Plants are an engineering marvel of nature. Fueled by sunlight, they recycle our carbon dioxide waste into fresh oxygen for us to breathe. Plus, they make the world prettier. But, with a little help from us humans, can they be coaxed to do even more?
Researchers at the Massachusetts Institute of Technology have been experimenting with giving plants new powers by placing tiny carbon nanotubes in their chloroplasts — the tiny engine of the plant cell where photosynthesis takes place.
After much trial and error, their efforts have succeeded. Some of the altered plants produced in their lab have increased their photosynthetic activity by 30 percent compared with regular plants. Others were able to detect tiny traces of pollutants in the air.
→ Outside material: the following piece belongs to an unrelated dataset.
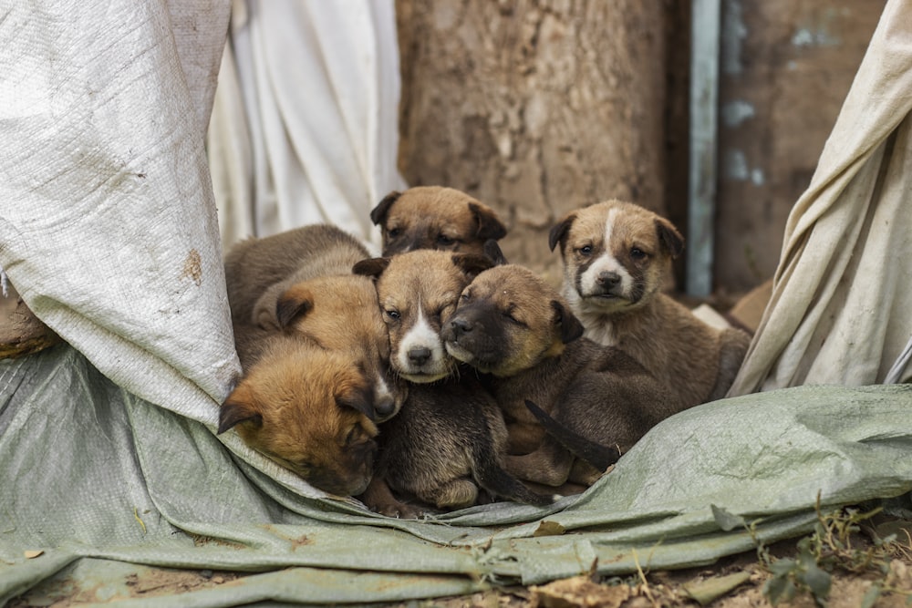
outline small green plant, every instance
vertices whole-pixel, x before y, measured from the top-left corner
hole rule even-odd
[[[822,513],[817,497],[817,522],[814,532],[798,541],[794,557],[776,558],[760,541],[753,526],[749,528],[757,543],[757,557],[761,565],[771,574],[763,585],[763,595],[773,606],[789,602],[798,593],[808,593],[817,605],[825,606],[830,596],[833,573],[836,571],[855,574],[874,572],[874,582],[863,599],[863,608],[870,608],[883,593],[906,595],[912,593],[889,584],[890,562],[894,555],[912,554],[912,538],[907,547],[890,535],[885,539],[874,536],[866,546],[858,546],[857,532],[861,524],[880,512],[876,509],[862,512],[857,509],[841,509]],[[907,537],[908,534],[907,533]]]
And that’s just the beginning.
“The idea is to impart plants with functions that are nonnative to them,” said Michael Strano, a professor of chemical engineering who oversaw the experiments.
In other words, he wants to give plants super powers.
Strano’s lab is the first to work at the nexus of plant biology and nanotechnology — a new field dubbed “nanobionics.”
Because no one had ever explored this area before, the team had to start at the very beginning. That meant figuring out how to get nanotubes into a plant in the first place.
In early experiments, they watered the plants with a solution containing nanoparticles, hoping the particles would be taken up through the roots. But that didn’t work. It turns out plant roots have a structure that blocks nanotubes from entering the vascular system.
The team also tried cutting leaves and steeping them in the nanoparticle solution. That didn’t work either.
Undeterred, Strano’s team turned to the stomata, the small pores on the underside of leaves that let carbon dioxide in and oxygen and water out. The researchers found that if they put the nanoparticle solution in a syringe and at high pressures shot it at the stomata, the nanotubes would get in.
The next challenge was to get the nanotubes to their intended destination — the tiny chloroplasts, 5 to 10 microns in length, floating inside the cells. To do this, the team invented a new system that wraps nanoparticles in a highly charged polymer. The polymer is especially attracted to the lipid bubble that surrounds each chloroplast. When the nanotubes hit the bubble, they slide right in.
“It is really impressive how well it worked,” said Juan Pablo Giraldo, a plant biologist who works in Strano’s lab. The nanotubes “go right in there and start assembling inside.”
Plants only use 10 percent of the sunlight available to them. All green light, for example, is reflected by the leaves. But after feeding the nanotubes to living plants, their photosynthetic activity increased by 30 percent. The technique worked even better on extracted chloroplasts (the kind they got from store-bought spinach), causing their photosynthetic activity to increase by 49 percent.
The MIT scientists aren’t sure exactly what the nanotubes did to make photosynthesis so much more efficient. One possible explanation they offered is that nanotubes share electrons with chloroplasts, allowing the chloroplast to capture a broader range of light.
Researchers in Strano’s lab previously had developed a carbon nanotube that responds to the presence of nitric oxide by drastically reducing its fluorescence. So the team prepared a solution of these nanotubes and shot it into the stomata.
As they had hoped, the plant leaves glowed less under an infrared light when exposed to nitric oxide. However, the signal was very subtle, so bushes that monitor air quality are still a long way off. Still, Strano and his colleagues think altered plants may one day be able to alert us to pollutants, pesticides or fungal diseases in the air.